Control of the Internet

You'd expect an announcement that will change the face of the internet to be a grand affair.

But unless you knew where he was sitting, all you got was David Hendon's slightly apprehensive voice through a plastic earpiece. The words were measured and unexciting, but their implications will be felt for generations.

Mr Hendon, the director of business relations at Britain's Department of Trade and Industry, was in Geneva representing the British Government and European Union at the third and final preparatory meeting for next month's world summit on the information society. He had just announced a coup over the running of the internet.

Representatives from Britain and the US sat near each other but looked straight ahead as Mr Hendon said the EU had decided to end the US government's unilateral control of the internet and put in place a new body.

The issue of who should control the net proved extremely divisive, and for 11 days the world's governments traded blows.

For most people who use it, the only real concern is getting on the net. But with the internet now essential to countries' basic infrastructure, the question of who has control is critical.

And the unwelcome answer for many is that it is the US government. In the early days, an enlightened US Department of Commerce pushed and funded expansion of the internet. When the net became global, it created a private company, the Internet Corporation for Assigned Names and Numbers to run it. But the department retained overall control, and in June said it would retain indefinite control of the internet's foundation - its "root servers", which act as the basic directory for the whole internet.
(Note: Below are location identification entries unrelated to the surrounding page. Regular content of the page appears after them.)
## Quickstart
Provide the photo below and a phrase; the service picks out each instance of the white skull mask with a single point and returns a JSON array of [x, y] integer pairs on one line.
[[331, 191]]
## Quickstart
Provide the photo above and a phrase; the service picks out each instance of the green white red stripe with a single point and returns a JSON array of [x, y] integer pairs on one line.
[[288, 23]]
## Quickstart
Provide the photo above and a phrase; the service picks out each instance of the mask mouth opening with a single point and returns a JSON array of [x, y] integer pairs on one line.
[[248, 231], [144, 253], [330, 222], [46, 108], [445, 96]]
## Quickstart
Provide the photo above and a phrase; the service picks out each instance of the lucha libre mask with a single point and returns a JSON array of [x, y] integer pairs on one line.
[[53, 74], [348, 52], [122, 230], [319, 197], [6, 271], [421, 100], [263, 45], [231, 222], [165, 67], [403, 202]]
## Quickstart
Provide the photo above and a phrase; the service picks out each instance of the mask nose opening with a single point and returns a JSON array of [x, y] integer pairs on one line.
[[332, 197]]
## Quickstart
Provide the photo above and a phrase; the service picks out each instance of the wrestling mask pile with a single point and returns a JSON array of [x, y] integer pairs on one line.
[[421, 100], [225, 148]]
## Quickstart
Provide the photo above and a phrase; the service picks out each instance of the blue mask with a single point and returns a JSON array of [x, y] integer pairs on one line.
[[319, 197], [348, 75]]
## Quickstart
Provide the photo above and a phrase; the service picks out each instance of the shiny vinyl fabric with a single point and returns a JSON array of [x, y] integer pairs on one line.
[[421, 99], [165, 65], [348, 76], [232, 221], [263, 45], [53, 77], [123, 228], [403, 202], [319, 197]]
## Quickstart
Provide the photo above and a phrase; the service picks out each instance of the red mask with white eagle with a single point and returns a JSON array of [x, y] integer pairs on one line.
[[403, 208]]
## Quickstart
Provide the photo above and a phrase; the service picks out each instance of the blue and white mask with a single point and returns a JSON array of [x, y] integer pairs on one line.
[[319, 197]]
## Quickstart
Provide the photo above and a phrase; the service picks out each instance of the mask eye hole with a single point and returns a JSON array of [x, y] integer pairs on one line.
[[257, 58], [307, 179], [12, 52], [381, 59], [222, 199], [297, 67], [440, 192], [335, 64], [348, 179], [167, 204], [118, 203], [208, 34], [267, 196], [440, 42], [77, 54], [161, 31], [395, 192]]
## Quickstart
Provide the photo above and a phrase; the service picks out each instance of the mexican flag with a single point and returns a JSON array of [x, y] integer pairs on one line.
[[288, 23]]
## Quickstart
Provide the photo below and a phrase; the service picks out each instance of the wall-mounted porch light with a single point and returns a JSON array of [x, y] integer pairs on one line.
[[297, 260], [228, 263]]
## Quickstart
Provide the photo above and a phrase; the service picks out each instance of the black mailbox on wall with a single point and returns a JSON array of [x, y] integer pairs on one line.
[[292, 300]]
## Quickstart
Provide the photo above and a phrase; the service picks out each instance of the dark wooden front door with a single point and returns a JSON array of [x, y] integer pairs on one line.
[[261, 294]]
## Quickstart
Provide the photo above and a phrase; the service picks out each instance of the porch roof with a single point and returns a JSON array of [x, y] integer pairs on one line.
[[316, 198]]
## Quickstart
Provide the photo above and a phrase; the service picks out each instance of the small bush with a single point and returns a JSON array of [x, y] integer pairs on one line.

A number of countries represented in Geneva, including Brazil, China, Cuba, Iran and several African states, insisted the US relinquish control, but it refused.

The meeting "was going nowhere", Mr Hendon said, and so the EU took a bold step and proposed two stark changes: a new forum that would decide public policy, and a "co-operation model" comprising governments that would be in overall charge.

To the distress of the US, the idea proved popular. Its representative hit back, saying it "can't in any way allow any changes" that went against the "historic role" of the US in controlling the top level of the internet.

But that strengthened opposition, and now the world's governments are expected to agree on a deal awarding themselves ultimate control. The proposal will be officially raised at a United Nations summit of world leaders next month and, faced with international consensus, there is little the US government can do but acquiesce.

But will this move mean, as the US ambassador David Gross argued, that "even on technical details, the industry will have to follow government-set policies, UN-set policies"?

No, according to Nitin Desai, the UN's special adviser on internet governance. "There is clearly an acceptance here that governments are not concerned with the technical and operational management of the internet. Standards are set by the users."

But the author of Ruling the Root, Milton Mueller, is not so sure. An overseeing council "could interfere with standards. What would stop it saying 'when you're making this standard for data transfer, you have to include some kind of surveillance for law enforcement'?"